The SEC under Mary Jo White floats one small step in money market fund reform with a proposal that would make only institutional prime funds float NAVs. It's a good deal for the likes of Vanguard, Schwab.

U.S. securities regulators are reviewing a proposal that would require the riskiest money-market mutual funds to adopt a floating share price, according to a person familiar with the matter.
The proposal from the Securities and Exchange Commission would impose the change only on the type of funds that suffered a flood of investor redemptions in September 2008, when the $62.5 billion Reserve Primary Fund collapsed, said the person, who asked not to be identified because the proposal isn’t public. Money funds currently keep a stable value of $1 a share and are used as cash-equivalent accounts by individuals, institutional investors and corporations.
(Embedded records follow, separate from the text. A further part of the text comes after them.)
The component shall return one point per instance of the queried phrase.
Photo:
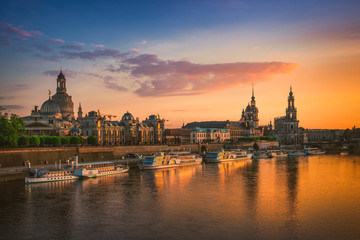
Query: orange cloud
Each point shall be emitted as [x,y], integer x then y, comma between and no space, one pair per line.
[176,78]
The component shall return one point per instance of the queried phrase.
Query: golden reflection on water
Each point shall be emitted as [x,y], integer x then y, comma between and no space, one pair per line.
[314,197]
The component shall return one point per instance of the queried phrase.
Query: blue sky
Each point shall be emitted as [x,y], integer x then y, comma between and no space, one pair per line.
[109,46]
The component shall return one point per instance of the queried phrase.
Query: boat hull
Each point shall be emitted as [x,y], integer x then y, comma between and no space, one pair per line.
[152,167]
[213,160]
[94,174]
[30,180]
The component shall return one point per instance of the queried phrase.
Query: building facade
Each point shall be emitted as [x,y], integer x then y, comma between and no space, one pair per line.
[216,135]
[286,128]
[127,131]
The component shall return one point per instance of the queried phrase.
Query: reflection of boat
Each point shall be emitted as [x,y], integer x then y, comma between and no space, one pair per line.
[160,160]
[296,153]
[222,156]
[277,153]
[314,151]
[50,176]
[97,169]
[260,155]
[186,158]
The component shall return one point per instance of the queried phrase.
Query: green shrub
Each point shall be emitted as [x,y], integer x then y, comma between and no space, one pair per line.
[55,141]
[42,140]
[23,141]
[74,140]
[10,129]
[92,140]
[65,140]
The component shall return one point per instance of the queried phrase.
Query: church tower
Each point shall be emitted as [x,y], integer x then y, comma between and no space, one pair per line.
[253,103]
[62,99]
[80,112]
[291,110]
[61,82]
[291,118]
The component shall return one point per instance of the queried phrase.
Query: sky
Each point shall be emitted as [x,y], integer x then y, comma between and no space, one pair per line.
[185,60]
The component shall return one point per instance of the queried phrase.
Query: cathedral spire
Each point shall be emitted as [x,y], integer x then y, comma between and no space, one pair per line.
[61,82]
[253,103]
[80,113]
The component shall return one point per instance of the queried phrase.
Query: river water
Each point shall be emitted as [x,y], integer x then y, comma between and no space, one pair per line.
[316,197]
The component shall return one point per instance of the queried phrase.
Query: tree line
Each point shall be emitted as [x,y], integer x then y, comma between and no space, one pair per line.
[12,129]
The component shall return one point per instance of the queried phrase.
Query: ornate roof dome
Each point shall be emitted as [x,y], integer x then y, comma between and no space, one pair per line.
[127,117]
[153,117]
[50,108]
[62,99]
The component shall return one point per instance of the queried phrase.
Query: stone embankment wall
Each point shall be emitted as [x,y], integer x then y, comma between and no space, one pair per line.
[40,156]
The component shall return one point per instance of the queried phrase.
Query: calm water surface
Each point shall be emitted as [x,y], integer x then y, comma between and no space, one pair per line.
[315,197]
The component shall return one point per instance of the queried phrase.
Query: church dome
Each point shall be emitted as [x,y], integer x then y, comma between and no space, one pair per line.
[50,108]
[127,117]
[62,99]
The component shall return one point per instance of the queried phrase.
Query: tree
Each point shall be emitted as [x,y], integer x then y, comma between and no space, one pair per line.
[55,141]
[42,140]
[48,140]
[23,141]
[74,140]
[92,140]
[65,140]
[34,141]
[10,129]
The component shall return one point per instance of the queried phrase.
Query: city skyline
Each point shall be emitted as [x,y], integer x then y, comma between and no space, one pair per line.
[187,62]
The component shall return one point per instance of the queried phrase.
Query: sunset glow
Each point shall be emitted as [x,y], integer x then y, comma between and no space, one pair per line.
[187,61]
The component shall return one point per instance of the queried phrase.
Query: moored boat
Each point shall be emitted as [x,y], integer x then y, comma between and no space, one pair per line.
[158,161]
[296,153]
[224,156]
[277,153]
[50,176]
[314,151]
[97,169]
[186,158]
[260,155]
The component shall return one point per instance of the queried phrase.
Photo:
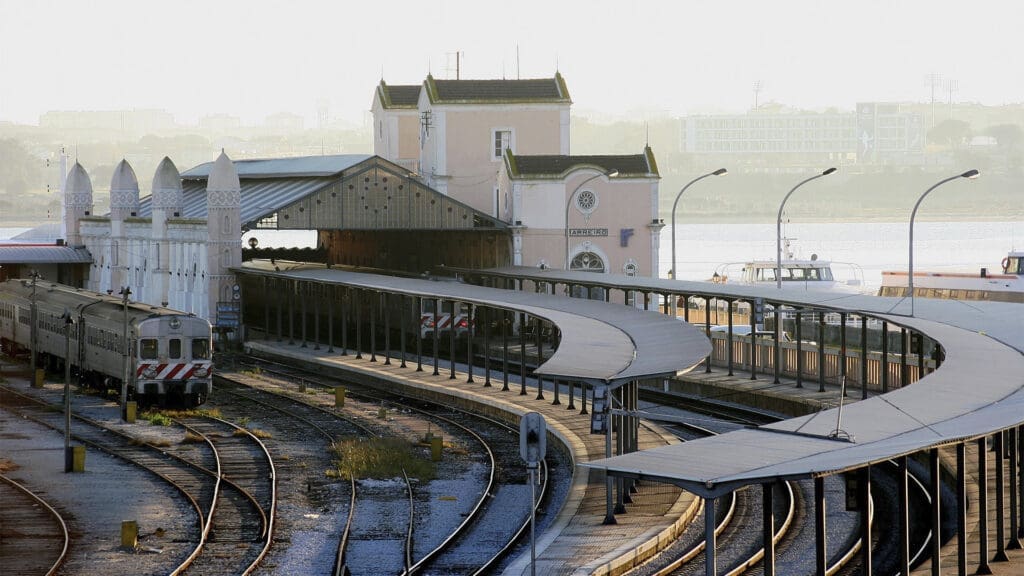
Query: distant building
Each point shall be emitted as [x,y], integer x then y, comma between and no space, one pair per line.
[136,122]
[875,133]
[502,147]
[284,122]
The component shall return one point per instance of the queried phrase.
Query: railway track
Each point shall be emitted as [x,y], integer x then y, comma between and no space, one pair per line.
[33,536]
[458,550]
[196,469]
[243,519]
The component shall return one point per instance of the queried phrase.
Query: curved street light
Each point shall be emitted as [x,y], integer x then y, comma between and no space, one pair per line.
[971,174]
[778,227]
[610,173]
[719,172]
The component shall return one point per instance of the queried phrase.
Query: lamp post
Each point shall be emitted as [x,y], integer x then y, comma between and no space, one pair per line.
[69,457]
[32,334]
[971,174]
[778,227]
[125,292]
[610,173]
[719,172]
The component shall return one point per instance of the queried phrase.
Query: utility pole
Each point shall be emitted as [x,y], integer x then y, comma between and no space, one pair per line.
[933,80]
[33,315]
[952,86]
[125,375]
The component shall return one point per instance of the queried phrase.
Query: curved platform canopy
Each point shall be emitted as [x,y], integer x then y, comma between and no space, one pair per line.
[979,389]
[600,342]
[341,192]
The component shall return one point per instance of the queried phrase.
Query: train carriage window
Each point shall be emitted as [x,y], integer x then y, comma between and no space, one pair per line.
[201,348]
[147,348]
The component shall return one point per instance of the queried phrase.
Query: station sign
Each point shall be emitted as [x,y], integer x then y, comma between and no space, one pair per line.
[588,232]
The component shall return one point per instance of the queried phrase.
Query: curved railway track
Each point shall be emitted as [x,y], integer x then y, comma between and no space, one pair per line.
[459,550]
[243,520]
[33,535]
[197,475]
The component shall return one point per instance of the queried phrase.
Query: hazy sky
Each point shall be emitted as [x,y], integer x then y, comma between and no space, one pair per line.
[256,57]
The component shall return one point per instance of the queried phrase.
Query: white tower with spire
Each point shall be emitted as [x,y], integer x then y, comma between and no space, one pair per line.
[224,229]
[124,204]
[167,203]
[78,203]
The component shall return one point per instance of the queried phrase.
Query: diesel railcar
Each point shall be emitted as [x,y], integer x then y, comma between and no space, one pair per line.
[169,353]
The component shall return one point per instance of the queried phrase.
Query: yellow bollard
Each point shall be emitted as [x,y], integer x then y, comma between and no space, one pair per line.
[129,534]
[436,444]
[78,459]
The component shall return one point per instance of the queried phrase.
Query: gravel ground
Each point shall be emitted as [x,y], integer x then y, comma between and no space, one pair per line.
[95,502]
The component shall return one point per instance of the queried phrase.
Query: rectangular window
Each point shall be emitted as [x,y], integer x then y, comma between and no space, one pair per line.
[503,140]
[147,348]
[201,348]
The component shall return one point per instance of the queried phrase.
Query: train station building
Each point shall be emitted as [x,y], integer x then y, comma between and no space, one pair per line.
[466,173]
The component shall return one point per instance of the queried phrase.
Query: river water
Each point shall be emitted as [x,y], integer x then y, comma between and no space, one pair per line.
[700,249]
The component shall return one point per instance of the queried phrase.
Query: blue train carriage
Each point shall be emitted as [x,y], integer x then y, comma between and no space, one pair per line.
[169,354]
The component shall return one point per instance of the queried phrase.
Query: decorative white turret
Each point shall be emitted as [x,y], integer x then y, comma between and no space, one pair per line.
[224,225]
[78,202]
[167,189]
[124,204]
[124,192]
[167,202]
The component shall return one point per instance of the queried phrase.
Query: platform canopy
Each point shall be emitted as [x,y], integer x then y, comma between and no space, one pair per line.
[600,342]
[979,389]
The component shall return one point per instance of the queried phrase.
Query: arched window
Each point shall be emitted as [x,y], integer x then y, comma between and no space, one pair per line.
[587,261]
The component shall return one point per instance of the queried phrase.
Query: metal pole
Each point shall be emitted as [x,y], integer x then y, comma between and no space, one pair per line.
[820,548]
[708,334]
[962,508]
[904,515]
[800,351]
[983,567]
[68,451]
[711,563]
[864,487]
[1000,525]
[532,518]
[778,227]
[935,492]
[909,275]
[719,172]
[125,369]
[863,358]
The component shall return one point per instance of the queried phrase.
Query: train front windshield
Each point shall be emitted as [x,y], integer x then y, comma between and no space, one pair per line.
[201,348]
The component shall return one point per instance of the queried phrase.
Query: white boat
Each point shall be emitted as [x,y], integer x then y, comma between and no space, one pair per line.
[1007,286]
[810,274]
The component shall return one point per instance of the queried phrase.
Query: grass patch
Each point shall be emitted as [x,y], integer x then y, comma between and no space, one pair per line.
[255,432]
[382,458]
[157,418]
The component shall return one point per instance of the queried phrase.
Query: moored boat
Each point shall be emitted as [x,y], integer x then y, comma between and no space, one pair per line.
[1007,286]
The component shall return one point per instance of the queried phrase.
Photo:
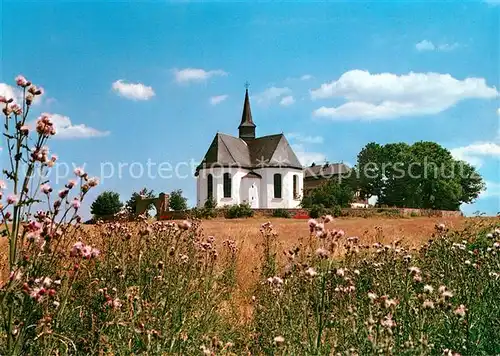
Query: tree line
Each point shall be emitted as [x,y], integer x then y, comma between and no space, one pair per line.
[422,175]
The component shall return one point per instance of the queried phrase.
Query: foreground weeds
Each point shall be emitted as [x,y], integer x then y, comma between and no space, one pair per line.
[166,288]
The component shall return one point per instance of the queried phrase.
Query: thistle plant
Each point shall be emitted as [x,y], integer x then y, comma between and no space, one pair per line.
[35,242]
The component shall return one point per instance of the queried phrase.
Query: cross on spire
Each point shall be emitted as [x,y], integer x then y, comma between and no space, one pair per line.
[247,127]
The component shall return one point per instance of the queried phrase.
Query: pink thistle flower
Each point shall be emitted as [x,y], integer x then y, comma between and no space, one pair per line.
[388,322]
[79,172]
[63,193]
[22,81]
[312,224]
[25,130]
[71,183]
[45,126]
[327,219]
[321,253]
[460,311]
[185,225]
[45,188]
[414,270]
[93,182]
[87,252]
[311,272]
[16,109]
[75,204]
[428,289]
[278,340]
[76,249]
[428,304]
[12,199]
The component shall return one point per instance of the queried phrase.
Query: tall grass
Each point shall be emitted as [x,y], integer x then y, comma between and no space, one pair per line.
[156,288]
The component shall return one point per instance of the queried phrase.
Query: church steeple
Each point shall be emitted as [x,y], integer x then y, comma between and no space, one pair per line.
[247,127]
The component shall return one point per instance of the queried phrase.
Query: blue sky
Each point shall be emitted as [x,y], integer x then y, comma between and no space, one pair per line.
[132,82]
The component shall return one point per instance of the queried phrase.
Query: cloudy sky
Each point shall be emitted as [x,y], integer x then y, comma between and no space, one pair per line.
[154,81]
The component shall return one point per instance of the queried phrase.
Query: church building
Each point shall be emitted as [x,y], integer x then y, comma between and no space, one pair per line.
[261,171]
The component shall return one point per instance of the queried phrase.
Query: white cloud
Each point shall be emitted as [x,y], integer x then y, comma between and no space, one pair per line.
[133,91]
[475,152]
[9,92]
[287,100]
[214,100]
[388,95]
[307,158]
[66,130]
[304,139]
[448,46]
[271,94]
[187,75]
[427,45]
[16,94]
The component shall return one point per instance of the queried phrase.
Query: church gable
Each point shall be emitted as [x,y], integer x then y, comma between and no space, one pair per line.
[283,155]
[247,151]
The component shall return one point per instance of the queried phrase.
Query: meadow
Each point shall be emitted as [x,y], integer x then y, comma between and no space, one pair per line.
[410,286]
[407,286]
The riskiest funds, known as prime institutional, invest in short-term corporate debt and account for 35 percent of money-fund assets, according to the Washington-based Investment Company Institute, a trade group for the mutual-fund industry. A proposal to limit rule changes to institutional prime funds would be a victory for some companies, including Vanguard Group Inc. and Charles Schwab Corp. (SCHW), that called for sparing funds that invest only in government securities from new rules.
SEC Chairman Mary Jo White said last week that the agency’s goal was to mitigate the systemic risk posed by some money funds while preserving the product’s value to investors. She said the proposal would be issued publicly soon but declined to say when.